Monday, September 26, 2005

Paul Weller is cooler than you

Paul Weller at Avalon, Boston, September 25, 2005
Quick recap of a show that a few of the Topaz aging hipsters and friends/family attended last night. I must admit that it took me several songs to hear one I knew (but still loved the musicianship, timeless voice, band dynamic and even Paul's aging 48 year-old rocker/strummer vibe and slightly heavy look). Later, I had the life checklist moment of hearing "That's Entertainment" live – Top ten song in history of pop music? He threw in rousing "Shout to the Top" (my friend Tracy was beaming as it was at a Style Council show in London around 1985 that she realized she was in love with her future husband), "Wild Wood" (need to iPod that album soon, DougH, please), great news songs like intense "Savages" and the encore was amazing "Town Called Malice" (I knew it was coming as he hadn't touched the tambourine all night – I reinvented the pogo dance for that tune).

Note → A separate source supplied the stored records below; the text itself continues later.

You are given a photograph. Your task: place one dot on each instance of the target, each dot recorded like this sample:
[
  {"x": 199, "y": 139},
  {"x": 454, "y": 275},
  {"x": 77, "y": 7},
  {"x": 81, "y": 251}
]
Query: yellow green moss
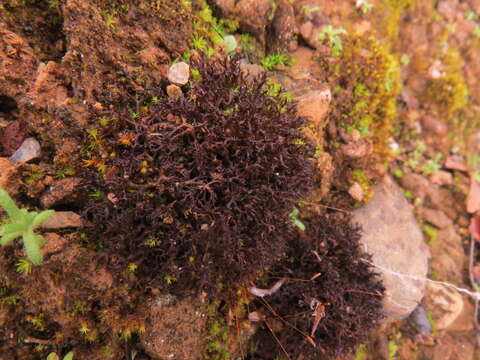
[
  {"x": 372, "y": 74},
  {"x": 450, "y": 91}
]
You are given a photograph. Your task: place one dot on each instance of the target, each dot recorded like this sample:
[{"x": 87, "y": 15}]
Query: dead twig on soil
[{"x": 472, "y": 280}]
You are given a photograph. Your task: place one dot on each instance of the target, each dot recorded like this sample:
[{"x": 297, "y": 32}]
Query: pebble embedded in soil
[
  {"x": 420, "y": 321},
  {"x": 62, "y": 220},
  {"x": 7, "y": 169},
  {"x": 356, "y": 192},
  {"x": 179, "y": 73},
  {"x": 59, "y": 191},
  {"x": 174, "y": 92},
  {"x": 29, "y": 150},
  {"x": 395, "y": 241},
  {"x": 445, "y": 303}
]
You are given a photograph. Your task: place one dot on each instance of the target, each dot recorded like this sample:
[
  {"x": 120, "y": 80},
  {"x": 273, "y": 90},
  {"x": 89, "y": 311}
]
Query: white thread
[{"x": 473, "y": 294}]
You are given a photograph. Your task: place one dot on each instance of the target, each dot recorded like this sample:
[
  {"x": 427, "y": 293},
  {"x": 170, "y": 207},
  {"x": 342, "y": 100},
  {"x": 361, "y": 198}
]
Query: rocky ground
[{"x": 391, "y": 92}]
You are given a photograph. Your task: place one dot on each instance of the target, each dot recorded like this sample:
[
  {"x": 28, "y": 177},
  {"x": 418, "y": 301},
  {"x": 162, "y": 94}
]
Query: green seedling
[
  {"x": 23, "y": 223},
  {"x": 54, "y": 356},
  {"x": 271, "y": 61},
  {"x": 332, "y": 35},
  {"x": 295, "y": 220}
]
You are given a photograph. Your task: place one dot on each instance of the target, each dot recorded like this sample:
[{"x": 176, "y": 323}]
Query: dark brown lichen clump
[
  {"x": 198, "y": 191},
  {"x": 327, "y": 276}
]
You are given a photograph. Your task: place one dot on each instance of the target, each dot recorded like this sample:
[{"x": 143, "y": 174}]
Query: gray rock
[
  {"x": 179, "y": 73},
  {"x": 356, "y": 192},
  {"x": 420, "y": 321},
  {"x": 435, "y": 217},
  {"x": 59, "y": 191},
  {"x": 445, "y": 303},
  {"x": 29, "y": 150},
  {"x": 176, "y": 328},
  {"x": 62, "y": 220},
  {"x": 395, "y": 241}
]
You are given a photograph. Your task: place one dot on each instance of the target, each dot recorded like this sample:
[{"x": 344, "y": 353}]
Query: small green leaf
[
  {"x": 42, "y": 217},
  {"x": 31, "y": 247},
  {"x": 229, "y": 43},
  {"x": 7, "y": 203},
  {"x": 69, "y": 356},
  {"x": 8, "y": 238},
  {"x": 299, "y": 224},
  {"x": 294, "y": 217},
  {"x": 17, "y": 227},
  {"x": 53, "y": 356},
  {"x": 40, "y": 240}
]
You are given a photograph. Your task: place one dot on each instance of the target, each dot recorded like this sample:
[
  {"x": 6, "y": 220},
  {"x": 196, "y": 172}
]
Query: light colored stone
[
  {"x": 7, "y": 169},
  {"x": 420, "y": 321},
  {"x": 251, "y": 71},
  {"x": 29, "y": 150},
  {"x": 395, "y": 241},
  {"x": 179, "y": 73},
  {"x": 176, "y": 329},
  {"x": 442, "y": 178},
  {"x": 174, "y": 91},
  {"x": 357, "y": 149},
  {"x": 63, "y": 219},
  {"x": 445, "y": 304},
  {"x": 435, "y": 217},
  {"x": 59, "y": 191},
  {"x": 356, "y": 192}
]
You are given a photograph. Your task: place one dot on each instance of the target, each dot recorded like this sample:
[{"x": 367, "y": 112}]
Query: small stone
[
  {"x": 306, "y": 30},
  {"x": 356, "y": 192},
  {"x": 313, "y": 104},
  {"x": 62, "y": 220},
  {"x": 395, "y": 241},
  {"x": 435, "y": 217},
  {"x": 54, "y": 243},
  {"x": 442, "y": 178},
  {"x": 420, "y": 321},
  {"x": 59, "y": 191},
  {"x": 7, "y": 169},
  {"x": 445, "y": 303},
  {"x": 355, "y": 135},
  {"x": 174, "y": 92},
  {"x": 179, "y": 73},
  {"x": 251, "y": 71},
  {"x": 357, "y": 149},
  {"x": 175, "y": 330},
  {"x": 433, "y": 125},
  {"x": 456, "y": 162},
  {"x": 29, "y": 150}
]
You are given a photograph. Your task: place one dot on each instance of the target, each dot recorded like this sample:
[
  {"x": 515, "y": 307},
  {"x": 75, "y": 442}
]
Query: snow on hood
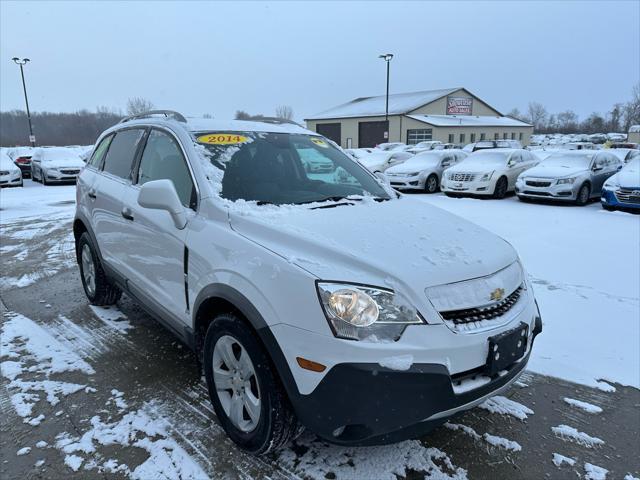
[
  {"x": 403, "y": 243},
  {"x": 555, "y": 170},
  {"x": 416, "y": 164},
  {"x": 629, "y": 176}
]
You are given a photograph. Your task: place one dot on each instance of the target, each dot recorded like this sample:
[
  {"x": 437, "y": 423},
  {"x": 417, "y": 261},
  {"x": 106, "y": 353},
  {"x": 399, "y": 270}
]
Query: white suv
[{"x": 310, "y": 299}]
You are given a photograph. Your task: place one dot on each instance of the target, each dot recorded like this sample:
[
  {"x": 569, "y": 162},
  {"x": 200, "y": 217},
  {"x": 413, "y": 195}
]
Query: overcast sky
[{"x": 206, "y": 57}]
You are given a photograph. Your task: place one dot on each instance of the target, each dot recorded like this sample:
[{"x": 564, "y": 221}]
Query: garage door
[
  {"x": 371, "y": 134},
  {"x": 330, "y": 130}
]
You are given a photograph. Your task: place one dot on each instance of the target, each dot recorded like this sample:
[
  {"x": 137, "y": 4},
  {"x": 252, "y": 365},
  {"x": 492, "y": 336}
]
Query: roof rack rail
[{"x": 167, "y": 113}]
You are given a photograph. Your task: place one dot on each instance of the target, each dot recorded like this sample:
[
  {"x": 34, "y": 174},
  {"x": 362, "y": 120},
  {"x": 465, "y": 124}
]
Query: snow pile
[
  {"x": 399, "y": 362},
  {"x": 321, "y": 461},
  {"x": 144, "y": 428},
  {"x": 584, "y": 406},
  {"x": 569, "y": 433},
  {"x": 32, "y": 350},
  {"x": 490, "y": 439},
  {"x": 594, "y": 472},
  {"x": 505, "y": 406},
  {"x": 559, "y": 460},
  {"x": 113, "y": 317}
]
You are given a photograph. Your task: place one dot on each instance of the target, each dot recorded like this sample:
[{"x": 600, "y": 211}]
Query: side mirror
[{"x": 162, "y": 195}]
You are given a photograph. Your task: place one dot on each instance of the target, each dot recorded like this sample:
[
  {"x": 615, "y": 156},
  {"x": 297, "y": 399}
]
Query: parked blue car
[{"x": 622, "y": 190}]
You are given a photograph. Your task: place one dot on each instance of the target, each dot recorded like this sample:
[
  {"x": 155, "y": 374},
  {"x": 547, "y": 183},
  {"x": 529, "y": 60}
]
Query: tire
[
  {"x": 500, "y": 191},
  {"x": 582, "y": 198},
  {"x": 100, "y": 291},
  {"x": 431, "y": 184},
  {"x": 276, "y": 424}
]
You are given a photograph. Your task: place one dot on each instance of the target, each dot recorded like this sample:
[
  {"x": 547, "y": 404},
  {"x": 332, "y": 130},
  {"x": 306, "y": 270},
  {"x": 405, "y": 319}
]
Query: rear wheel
[
  {"x": 245, "y": 391},
  {"x": 583, "y": 194},
  {"x": 500, "y": 190},
  {"x": 97, "y": 287},
  {"x": 431, "y": 184}
]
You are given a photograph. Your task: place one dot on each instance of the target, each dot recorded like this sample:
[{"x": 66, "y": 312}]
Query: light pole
[
  {"x": 22, "y": 62},
  {"x": 387, "y": 58}
]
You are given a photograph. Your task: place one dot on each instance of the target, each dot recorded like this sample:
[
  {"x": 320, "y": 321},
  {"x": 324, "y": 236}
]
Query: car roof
[{"x": 193, "y": 125}]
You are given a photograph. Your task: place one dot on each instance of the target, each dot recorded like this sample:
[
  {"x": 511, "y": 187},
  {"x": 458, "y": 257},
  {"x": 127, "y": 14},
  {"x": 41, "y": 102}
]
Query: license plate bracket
[{"x": 506, "y": 348}]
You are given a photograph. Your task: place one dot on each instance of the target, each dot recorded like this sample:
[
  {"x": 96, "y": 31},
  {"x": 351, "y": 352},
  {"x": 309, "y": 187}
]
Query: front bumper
[
  {"x": 406, "y": 182},
  {"x": 11, "y": 180},
  {"x": 566, "y": 192},
  {"x": 614, "y": 199},
  {"x": 475, "y": 187},
  {"x": 366, "y": 404}
]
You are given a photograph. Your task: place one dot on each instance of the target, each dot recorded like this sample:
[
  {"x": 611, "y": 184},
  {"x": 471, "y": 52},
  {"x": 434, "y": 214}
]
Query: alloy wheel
[{"x": 236, "y": 383}]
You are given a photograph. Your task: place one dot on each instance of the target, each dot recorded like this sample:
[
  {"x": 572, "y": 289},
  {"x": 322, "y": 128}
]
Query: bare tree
[
  {"x": 138, "y": 105},
  {"x": 537, "y": 115},
  {"x": 631, "y": 113},
  {"x": 285, "y": 112}
]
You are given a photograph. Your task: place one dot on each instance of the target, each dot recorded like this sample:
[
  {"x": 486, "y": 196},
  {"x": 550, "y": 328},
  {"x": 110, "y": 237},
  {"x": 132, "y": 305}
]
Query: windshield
[
  {"x": 568, "y": 161},
  {"x": 283, "y": 168}
]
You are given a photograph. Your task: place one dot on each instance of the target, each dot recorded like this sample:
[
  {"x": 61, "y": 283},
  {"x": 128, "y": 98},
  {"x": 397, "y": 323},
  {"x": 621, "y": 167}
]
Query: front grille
[
  {"x": 625, "y": 195},
  {"x": 462, "y": 177},
  {"x": 536, "y": 183},
  {"x": 469, "y": 315}
]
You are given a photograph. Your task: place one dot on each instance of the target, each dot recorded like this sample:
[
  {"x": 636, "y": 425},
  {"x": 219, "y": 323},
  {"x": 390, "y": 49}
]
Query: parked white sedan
[
  {"x": 491, "y": 172},
  {"x": 424, "y": 171},
  {"x": 379, "y": 162},
  {"x": 55, "y": 164},
  {"x": 10, "y": 174}
]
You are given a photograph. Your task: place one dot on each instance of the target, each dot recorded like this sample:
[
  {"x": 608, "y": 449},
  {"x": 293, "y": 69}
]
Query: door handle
[{"x": 127, "y": 213}]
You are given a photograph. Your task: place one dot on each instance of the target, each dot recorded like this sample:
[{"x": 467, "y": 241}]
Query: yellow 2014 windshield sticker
[
  {"x": 320, "y": 142},
  {"x": 222, "y": 139}
]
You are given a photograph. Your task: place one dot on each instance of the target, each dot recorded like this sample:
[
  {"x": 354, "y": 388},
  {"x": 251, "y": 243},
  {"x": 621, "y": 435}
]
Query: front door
[{"x": 154, "y": 250}]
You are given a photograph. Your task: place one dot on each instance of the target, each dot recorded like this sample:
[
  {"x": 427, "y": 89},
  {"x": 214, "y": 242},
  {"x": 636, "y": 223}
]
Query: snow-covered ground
[{"x": 584, "y": 263}]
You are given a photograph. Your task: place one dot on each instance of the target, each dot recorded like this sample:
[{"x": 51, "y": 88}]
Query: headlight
[
  {"x": 565, "y": 181},
  {"x": 357, "y": 312},
  {"x": 611, "y": 185}
]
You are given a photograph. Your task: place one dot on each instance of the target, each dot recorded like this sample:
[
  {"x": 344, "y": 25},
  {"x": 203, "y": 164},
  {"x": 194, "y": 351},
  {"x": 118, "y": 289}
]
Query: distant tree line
[{"x": 618, "y": 119}]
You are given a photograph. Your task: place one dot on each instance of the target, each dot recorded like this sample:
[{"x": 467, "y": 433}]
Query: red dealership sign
[{"x": 459, "y": 105}]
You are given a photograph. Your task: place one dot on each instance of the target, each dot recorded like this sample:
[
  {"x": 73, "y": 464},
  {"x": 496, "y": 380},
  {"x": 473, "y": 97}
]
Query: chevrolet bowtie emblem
[{"x": 497, "y": 294}]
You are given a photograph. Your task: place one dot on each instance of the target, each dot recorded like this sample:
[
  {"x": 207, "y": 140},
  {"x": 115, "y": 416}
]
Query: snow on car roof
[
  {"x": 468, "y": 121},
  {"x": 214, "y": 125},
  {"x": 399, "y": 103}
]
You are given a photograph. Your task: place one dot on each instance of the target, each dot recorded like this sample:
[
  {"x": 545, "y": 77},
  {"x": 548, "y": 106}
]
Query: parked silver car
[
  {"x": 574, "y": 176},
  {"x": 424, "y": 171}
]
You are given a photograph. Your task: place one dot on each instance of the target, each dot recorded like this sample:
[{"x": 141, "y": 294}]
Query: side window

I haven't seen any reviews or blog posts but this Billboard article will get you excited about the next "Modfather" album (and next tour?)

DougH might jump in on this post but he shared a good Boston Phoenix preview where the Jam references and closing, bolded line hit home for yours truly -

"His icon status isn’t his problem; it’s mine. I’ll never shake what he represented with the Jam — the beautifully angry young man. The self-possessed certainty that fueled the Jam also served him when he made abrupt career turns, first with the Continental soul of Style Council, then with mercurial solo albums like his new As Is Now, a V2 import set for US release from Yep Roc on October 11. The new disc is mature, passionate rock played by a band who contain their genre wanderlust by sticking to what they do well. Of course, any new Weller release is bound to get propped up by scrapbook memories. It’s not so much the artist gets old as that you do. Training a critical eye on any performer who was it for you at a formative period in your life also means re-evaluating large chunks of your life."

I'm just glad that I finally saw Paul Weller - especially as I'm still in the extended "formative period" of my life.